Silver Linings - Our February 2023 market Commentary
Market returns in 2022 were definitely ones for the history books…and not in a good way. Going back 100 years, 2022 marked the 7th worst calendar year return for stocks and the worst return ever for bonds1. That combination was definitely felt by 401K investors as Fidelity (the largest 401K provider in the country) reported the average 401K balance was down 23% last year2.
Entering this year the investment landscape has certainly changed from the year prior. While many of the top investor concerns are still front and center including inflation, geo-political worries, and recessionary fears….the difference is that assets are priced for more attractive returns moving forward, with the most notable changes in the bond markets.
The extremely low interest rate policy of the Federal Reserve for the past 10+ years had suppressed bond market returns. Now with the Fed increasing interest rates to levels we have not seen since 2007, prospects for returns going forward for safer assets have increased.
Winners and Losers
As with most policy changes, the Federal Reserve's decision to increase interest rates is not without winners and losers. On the one hand savers look to benefit from higher interest rates on their savings but meanwhile those who are large borrowers or look to take on new debt….the negative impact can be quite significant.

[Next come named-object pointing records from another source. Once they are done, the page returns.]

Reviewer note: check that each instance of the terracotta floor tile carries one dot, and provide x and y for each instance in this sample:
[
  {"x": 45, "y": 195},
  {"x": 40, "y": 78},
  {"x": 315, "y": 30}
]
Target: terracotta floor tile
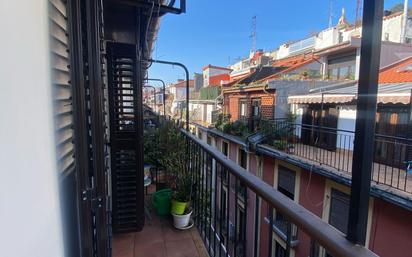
[
  {"x": 159, "y": 239},
  {"x": 151, "y": 250},
  {"x": 123, "y": 245},
  {"x": 171, "y": 234},
  {"x": 149, "y": 235},
  {"x": 182, "y": 248}
]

Take homebuyers as an example. Interest rates on a 30-year mortgage have gone from 3.1% at the start of 2022 to 6.5% today3. This has dramatically reduced the purchasing power for new home buyers. As a result, existing home sales have fallen 37% since January of last year4. But somehow, the fall in demand has not yet affected home prices to the same degree. In fact, existing home prices are actually up 1% over that same timeframe (although prices are down 13% from their peak reached in June last year)5.
One major factor that might be supporting home prices is that many current homeowners are reluctant to put their homes up for sale, limiting supply. This reluctance is due to the fact that relocating would mean giving up their current mortgage, which is likely in the 3-4% range or lower.